April 3 , 2009
San Francisco Business Times - by Ron Leuty
It's a bad time for A-list biotech companies.
From Anesiva to Avigen, a number of biotech companies with names starting
with an "a" and including a "v" are facing tough times.
So is it the name — or the companies — that are not so sweet?
Avigen Inc. of Alameda will liquidate after a five-month war of words with its largest shareholders. Anesiva Inc. of South San Francisco, which on March 25 said it has enough cash to last into April, hopes to gross $3 million in a rights offering. And Avicena Group Inc. of Palo Alto, while holding on with $1 million raised from foreign investors last fall, was kicked off the NASDAQ bulletin board back in September and hasn't filed a financial statement with the SEC since May 2008.
"So many biotechs started with that ("a") pattern, so a disproportionate number are failing now because there are more of them," said Jay Jurisich, creative director and cofounder of Igor Inc., a San Francisco naming and branding agency.
That pattern developed for two reasons: those 20th-century days of Yellow Pages dominance (top of list, top of mind) and the mindset of logical, listcentric scientists.
Plus, Jurisich said, naming wasn't as sophisticated 10 to 20 years ago as it is now.
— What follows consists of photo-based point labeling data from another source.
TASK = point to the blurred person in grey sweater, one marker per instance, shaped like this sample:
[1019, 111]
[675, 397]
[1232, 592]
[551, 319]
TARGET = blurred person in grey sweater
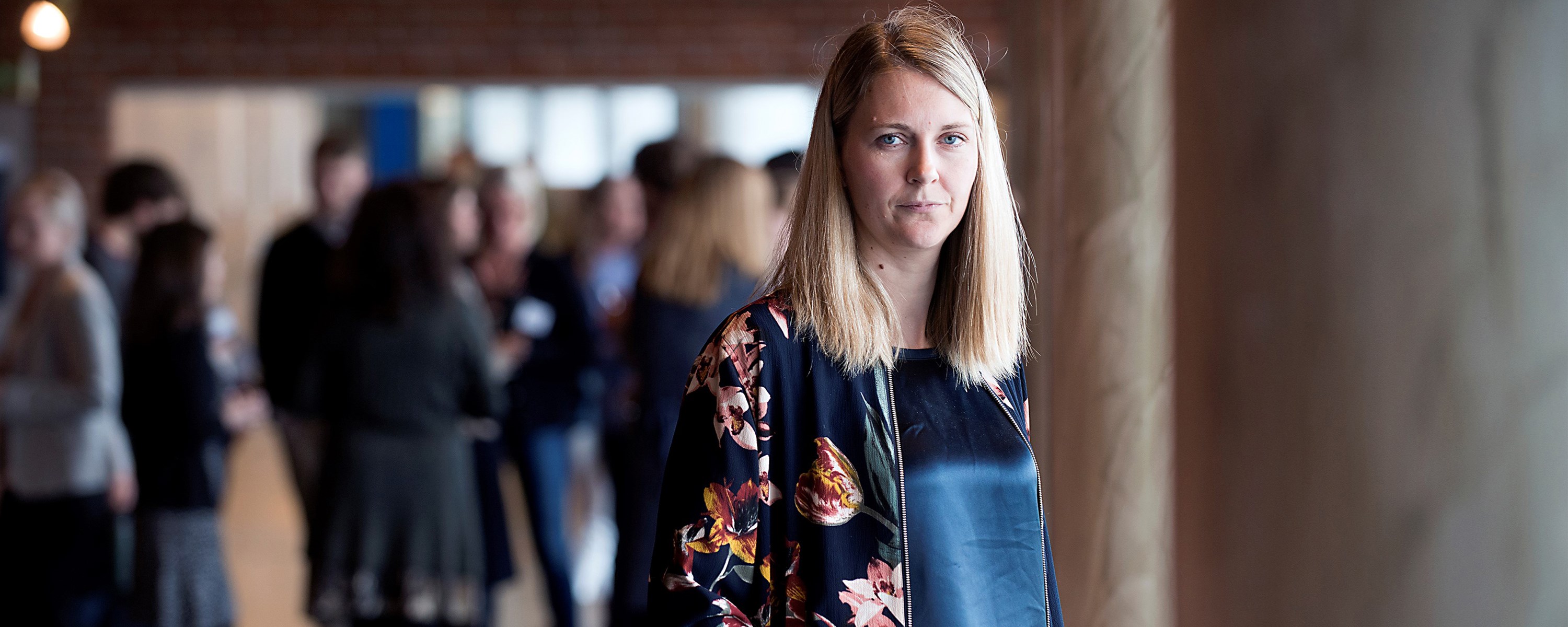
[68, 465]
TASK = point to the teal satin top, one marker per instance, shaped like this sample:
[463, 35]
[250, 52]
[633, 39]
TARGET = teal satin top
[976, 538]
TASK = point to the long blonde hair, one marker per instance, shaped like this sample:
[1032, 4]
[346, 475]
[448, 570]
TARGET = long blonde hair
[977, 317]
[719, 217]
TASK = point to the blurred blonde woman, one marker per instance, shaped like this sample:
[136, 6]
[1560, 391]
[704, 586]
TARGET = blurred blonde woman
[852, 449]
[68, 463]
[701, 262]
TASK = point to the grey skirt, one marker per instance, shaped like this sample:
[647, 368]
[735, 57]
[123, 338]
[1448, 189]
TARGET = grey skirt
[179, 577]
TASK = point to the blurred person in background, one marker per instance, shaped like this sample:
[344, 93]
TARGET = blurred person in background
[661, 167]
[399, 367]
[545, 328]
[610, 229]
[460, 204]
[137, 198]
[852, 449]
[292, 298]
[701, 264]
[785, 170]
[68, 461]
[179, 414]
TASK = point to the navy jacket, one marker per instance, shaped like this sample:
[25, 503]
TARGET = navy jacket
[783, 494]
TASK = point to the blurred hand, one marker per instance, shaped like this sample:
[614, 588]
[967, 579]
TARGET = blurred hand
[245, 408]
[123, 493]
[510, 350]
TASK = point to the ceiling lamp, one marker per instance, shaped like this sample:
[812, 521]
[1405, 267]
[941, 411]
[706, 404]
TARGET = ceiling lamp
[44, 27]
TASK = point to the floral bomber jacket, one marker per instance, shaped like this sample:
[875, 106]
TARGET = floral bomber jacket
[783, 497]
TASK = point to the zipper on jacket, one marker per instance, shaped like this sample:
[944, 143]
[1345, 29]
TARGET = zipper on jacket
[1040, 493]
[904, 510]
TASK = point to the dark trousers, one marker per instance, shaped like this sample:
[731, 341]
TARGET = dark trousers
[637, 465]
[57, 560]
[545, 463]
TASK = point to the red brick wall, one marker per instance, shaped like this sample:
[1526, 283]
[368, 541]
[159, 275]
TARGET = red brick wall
[117, 41]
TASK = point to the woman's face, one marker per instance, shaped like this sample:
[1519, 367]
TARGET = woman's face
[465, 217]
[35, 236]
[910, 160]
[509, 215]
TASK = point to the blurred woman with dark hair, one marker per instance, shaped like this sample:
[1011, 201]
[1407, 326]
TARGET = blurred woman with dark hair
[179, 419]
[701, 262]
[460, 204]
[397, 370]
[541, 317]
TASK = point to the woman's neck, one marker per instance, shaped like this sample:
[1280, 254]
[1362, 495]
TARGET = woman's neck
[910, 280]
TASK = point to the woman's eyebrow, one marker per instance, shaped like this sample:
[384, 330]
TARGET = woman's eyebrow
[908, 129]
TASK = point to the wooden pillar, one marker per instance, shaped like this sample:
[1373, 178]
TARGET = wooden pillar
[1092, 95]
[1373, 312]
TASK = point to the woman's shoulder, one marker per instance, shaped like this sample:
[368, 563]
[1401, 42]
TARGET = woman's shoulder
[769, 319]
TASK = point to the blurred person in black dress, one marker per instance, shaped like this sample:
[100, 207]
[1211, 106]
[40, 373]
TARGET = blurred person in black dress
[179, 414]
[460, 206]
[661, 167]
[137, 198]
[396, 372]
[292, 297]
[700, 265]
[543, 322]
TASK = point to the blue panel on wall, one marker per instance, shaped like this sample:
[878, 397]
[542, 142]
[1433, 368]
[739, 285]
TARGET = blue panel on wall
[393, 132]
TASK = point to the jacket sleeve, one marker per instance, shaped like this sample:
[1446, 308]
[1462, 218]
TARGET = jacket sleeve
[90, 353]
[711, 565]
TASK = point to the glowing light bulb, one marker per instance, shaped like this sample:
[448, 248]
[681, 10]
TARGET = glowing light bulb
[44, 27]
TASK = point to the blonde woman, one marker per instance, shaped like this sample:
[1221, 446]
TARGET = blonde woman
[68, 463]
[852, 449]
[701, 262]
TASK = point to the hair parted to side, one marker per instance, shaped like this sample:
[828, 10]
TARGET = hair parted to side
[977, 319]
[717, 217]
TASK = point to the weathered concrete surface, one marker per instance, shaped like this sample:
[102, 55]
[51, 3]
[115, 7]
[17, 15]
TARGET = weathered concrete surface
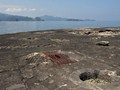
[24, 66]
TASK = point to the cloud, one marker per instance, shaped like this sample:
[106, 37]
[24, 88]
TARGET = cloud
[13, 9]
[32, 9]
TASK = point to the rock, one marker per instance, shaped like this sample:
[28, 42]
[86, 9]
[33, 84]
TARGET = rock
[103, 43]
[16, 87]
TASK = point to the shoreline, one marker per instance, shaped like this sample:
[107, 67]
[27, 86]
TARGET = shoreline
[64, 59]
[63, 29]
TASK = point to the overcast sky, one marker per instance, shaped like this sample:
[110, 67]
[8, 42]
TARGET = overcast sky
[92, 9]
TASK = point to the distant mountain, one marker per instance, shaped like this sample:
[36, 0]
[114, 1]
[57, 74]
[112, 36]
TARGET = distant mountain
[6, 17]
[52, 18]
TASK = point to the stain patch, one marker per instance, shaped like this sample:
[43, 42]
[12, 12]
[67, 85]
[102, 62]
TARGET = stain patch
[58, 58]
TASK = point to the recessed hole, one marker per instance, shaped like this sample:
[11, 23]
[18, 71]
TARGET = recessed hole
[89, 75]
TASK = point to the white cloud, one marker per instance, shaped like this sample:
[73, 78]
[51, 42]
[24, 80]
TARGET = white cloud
[13, 10]
[32, 9]
[20, 9]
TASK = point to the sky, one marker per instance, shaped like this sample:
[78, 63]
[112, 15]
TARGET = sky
[82, 9]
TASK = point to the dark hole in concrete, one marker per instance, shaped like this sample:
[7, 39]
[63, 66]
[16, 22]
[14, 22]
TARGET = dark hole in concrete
[89, 75]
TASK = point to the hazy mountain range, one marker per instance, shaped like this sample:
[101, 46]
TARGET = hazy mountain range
[7, 17]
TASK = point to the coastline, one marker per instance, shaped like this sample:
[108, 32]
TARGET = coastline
[28, 60]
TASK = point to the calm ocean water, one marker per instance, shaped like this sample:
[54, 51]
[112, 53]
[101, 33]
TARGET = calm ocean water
[13, 27]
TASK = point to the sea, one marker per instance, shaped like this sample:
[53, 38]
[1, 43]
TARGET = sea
[7, 27]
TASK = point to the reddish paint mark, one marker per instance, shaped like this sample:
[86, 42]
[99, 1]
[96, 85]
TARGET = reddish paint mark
[58, 58]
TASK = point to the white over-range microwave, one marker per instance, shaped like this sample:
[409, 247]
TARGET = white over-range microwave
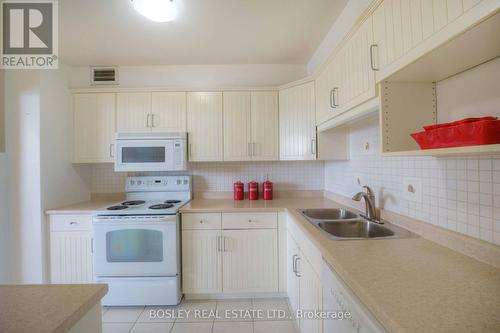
[150, 152]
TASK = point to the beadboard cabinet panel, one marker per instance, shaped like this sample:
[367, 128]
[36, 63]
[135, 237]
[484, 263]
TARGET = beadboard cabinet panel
[265, 140]
[94, 127]
[205, 126]
[201, 261]
[250, 260]
[237, 126]
[133, 112]
[297, 123]
[168, 113]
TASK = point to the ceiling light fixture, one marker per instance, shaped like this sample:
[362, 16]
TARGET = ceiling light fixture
[156, 10]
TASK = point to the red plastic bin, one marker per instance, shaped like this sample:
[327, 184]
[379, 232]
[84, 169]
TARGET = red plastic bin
[466, 132]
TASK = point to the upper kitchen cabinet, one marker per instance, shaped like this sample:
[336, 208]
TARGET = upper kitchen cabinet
[168, 113]
[94, 127]
[406, 30]
[297, 128]
[237, 126]
[250, 126]
[205, 126]
[264, 114]
[133, 112]
[348, 80]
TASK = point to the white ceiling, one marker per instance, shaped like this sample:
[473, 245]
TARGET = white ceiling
[106, 32]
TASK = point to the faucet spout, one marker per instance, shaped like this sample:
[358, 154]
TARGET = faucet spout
[370, 209]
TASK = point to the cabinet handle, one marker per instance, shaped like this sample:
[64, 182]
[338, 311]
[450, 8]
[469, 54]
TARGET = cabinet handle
[297, 270]
[336, 89]
[313, 146]
[372, 65]
[111, 150]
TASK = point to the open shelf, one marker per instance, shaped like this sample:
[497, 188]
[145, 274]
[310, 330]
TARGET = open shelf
[469, 150]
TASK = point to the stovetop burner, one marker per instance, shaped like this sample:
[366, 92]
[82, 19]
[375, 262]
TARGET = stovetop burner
[117, 207]
[161, 206]
[133, 202]
[172, 201]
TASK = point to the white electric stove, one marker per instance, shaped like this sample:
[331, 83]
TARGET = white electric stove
[137, 242]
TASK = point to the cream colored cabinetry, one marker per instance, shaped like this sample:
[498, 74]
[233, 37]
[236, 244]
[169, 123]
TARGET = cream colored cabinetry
[264, 106]
[151, 112]
[405, 30]
[205, 126]
[250, 126]
[304, 286]
[133, 112]
[229, 252]
[71, 249]
[297, 123]
[237, 126]
[168, 111]
[348, 80]
[94, 127]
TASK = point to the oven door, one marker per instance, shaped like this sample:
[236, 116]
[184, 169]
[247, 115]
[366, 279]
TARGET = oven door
[147, 246]
[150, 155]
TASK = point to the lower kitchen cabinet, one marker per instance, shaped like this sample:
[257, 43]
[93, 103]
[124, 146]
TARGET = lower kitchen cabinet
[304, 287]
[250, 260]
[220, 254]
[71, 249]
[201, 261]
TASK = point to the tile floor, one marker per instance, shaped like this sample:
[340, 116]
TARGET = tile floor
[222, 316]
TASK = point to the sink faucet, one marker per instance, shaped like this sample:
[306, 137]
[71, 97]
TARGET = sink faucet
[370, 209]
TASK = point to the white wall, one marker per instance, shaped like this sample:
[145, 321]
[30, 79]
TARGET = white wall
[39, 170]
[339, 29]
[197, 76]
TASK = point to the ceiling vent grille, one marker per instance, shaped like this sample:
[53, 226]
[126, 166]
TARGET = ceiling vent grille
[104, 75]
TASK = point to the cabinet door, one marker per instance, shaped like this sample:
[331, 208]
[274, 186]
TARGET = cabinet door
[94, 127]
[292, 281]
[237, 126]
[168, 113]
[264, 105]
[297, 123]
[250, 260]
[133, 112]
[311, 296]
[71, 257]
[204, 125]
[201, 261]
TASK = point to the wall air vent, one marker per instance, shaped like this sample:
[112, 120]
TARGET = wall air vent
[104, 75]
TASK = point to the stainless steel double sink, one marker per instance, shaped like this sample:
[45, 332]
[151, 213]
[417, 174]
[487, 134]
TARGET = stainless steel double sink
[342, 224]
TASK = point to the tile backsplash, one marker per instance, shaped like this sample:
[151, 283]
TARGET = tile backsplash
[460, 193]
[220, 176]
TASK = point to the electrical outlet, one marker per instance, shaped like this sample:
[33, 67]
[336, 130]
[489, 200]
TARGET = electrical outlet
[412, 189]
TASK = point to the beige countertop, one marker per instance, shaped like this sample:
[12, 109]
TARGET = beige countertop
[46, 308]
[86, 207]
[410, 285]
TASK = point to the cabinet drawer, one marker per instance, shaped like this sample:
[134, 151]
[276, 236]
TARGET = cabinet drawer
[250, 220]
[70, 223]
[196, 221]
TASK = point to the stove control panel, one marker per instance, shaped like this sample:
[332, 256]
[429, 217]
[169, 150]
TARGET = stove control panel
[158, 183]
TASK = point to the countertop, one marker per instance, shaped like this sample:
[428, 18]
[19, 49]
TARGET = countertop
[46, 308]
[81, 208]
[410, 285]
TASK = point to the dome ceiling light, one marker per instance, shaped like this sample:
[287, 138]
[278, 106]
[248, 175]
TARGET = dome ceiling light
[156, 10]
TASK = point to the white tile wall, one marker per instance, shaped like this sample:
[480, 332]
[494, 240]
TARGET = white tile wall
[219, 177]
[459, 193]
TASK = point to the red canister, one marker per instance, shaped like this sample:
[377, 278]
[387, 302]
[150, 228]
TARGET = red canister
[268, 190]
[253, 191]
[238, 191]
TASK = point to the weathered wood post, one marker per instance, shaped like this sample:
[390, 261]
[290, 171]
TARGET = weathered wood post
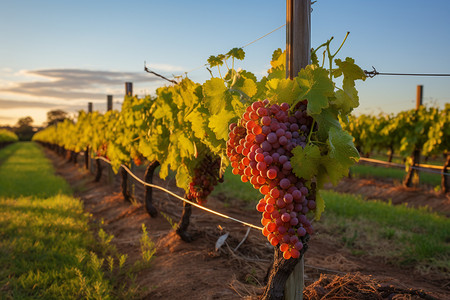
[289, 273]
[414, 173]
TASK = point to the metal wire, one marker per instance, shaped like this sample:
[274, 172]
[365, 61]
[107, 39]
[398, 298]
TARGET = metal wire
[248, 44]
[180, 198]
[374, 72]
[424, 169]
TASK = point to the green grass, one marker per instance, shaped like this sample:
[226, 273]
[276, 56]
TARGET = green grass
[44, 234]
[368, 171]
[410, 235]
[26, 172]
[7, 151]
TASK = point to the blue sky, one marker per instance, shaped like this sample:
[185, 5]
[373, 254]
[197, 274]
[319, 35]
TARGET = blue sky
[62, 54]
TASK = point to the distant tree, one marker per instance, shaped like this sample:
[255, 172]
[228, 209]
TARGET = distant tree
[24, 129]
[56, 116]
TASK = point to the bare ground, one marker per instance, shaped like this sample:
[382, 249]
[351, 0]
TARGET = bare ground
[196, 270]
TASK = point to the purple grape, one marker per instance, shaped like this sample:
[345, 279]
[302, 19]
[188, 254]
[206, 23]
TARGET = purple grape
[274, 126]
[304, 190]
[272, 138]
[260, 138]
[285, 217]
[298, 245]
[284, 106]
[280, 132]
[268, 159]
[276, 157]
[283, 140]
[309, 230]
[293, 221]
[301, 231]
[298, 207]
[280, 203]
[311, 204]
[266, 120]
[288, 198]
[266, 146]
[266, 130]
[285, 183]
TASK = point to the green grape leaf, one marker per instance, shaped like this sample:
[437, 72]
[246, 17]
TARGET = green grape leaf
[306, 161]
[215, 61]
[198, 123]
[278, 59]
[237, 53]
[183, 178]
[219, 123]
[214, 95]
[282, 90]
[347, 99]
[246, 85]
[341, 156]
[320, 206]
[326, 120]
[184, 142]
[316, 87]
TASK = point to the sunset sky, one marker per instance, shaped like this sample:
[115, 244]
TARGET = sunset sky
[63, 54]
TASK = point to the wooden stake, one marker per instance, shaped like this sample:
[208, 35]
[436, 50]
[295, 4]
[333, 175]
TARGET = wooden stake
[128, 89]
[298, 56]
[109, 102]
[419, 98]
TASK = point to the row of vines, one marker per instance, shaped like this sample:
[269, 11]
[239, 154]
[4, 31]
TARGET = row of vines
[283, 136]
[410, 134]
[7, 137]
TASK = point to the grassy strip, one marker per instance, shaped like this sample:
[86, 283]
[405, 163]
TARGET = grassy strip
[43, 250]
[397, 234]
[7, 151]
[366, 171]
[400, 234]
[46, 247]
[28, 173]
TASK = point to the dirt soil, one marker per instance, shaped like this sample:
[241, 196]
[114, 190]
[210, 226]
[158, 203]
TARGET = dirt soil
[197, 270]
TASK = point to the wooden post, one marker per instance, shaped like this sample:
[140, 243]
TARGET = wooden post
[419, 97]
[298, 36]
[298, 56]
[412, 177]
[109, 102]
[289, 274]
[128, 89]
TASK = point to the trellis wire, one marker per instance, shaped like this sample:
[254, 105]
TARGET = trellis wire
[178, 197]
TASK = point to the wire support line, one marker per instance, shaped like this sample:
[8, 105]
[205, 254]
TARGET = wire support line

"If you have a breakthrough, new cancer therapy and you don't want to be lumped in with everyone — and we've heard this type of thing — the first and most obvious place you stand out is with the name," he said.
Igor created a taxonomy for biotech names — and those in other industries — scoring the best and the worst. Most functional names like Avigen or Biowhatever ranked among the worst, and invented names like Affymetrix, the Santa Clara genetic analysis systems company, don't score much better.
Among the best: Nektar Therapeutics, the San Carlos drug developer, and Guava Technologies, the Hayward medical device and testing company recently bought by Millipore Corp.
The chart is about 4 years old, but its spirit rings true.
"If it's Affymetrix — there's nothing poetic about it," Jurisich said. "You don't want to say it. You don't want to hear it. It has nothing going for it."
So should you stay away from an "a" and a "v" or other miasmas of soundalike names?
That judgment may have to wait until the Food and Drug Administration rules whether a drug from Genentech in South San Francisco can be used after cancerrelated colon resection surgery.
The name of that drug, with $2.7 billion in U.S. sales last year: Avastin.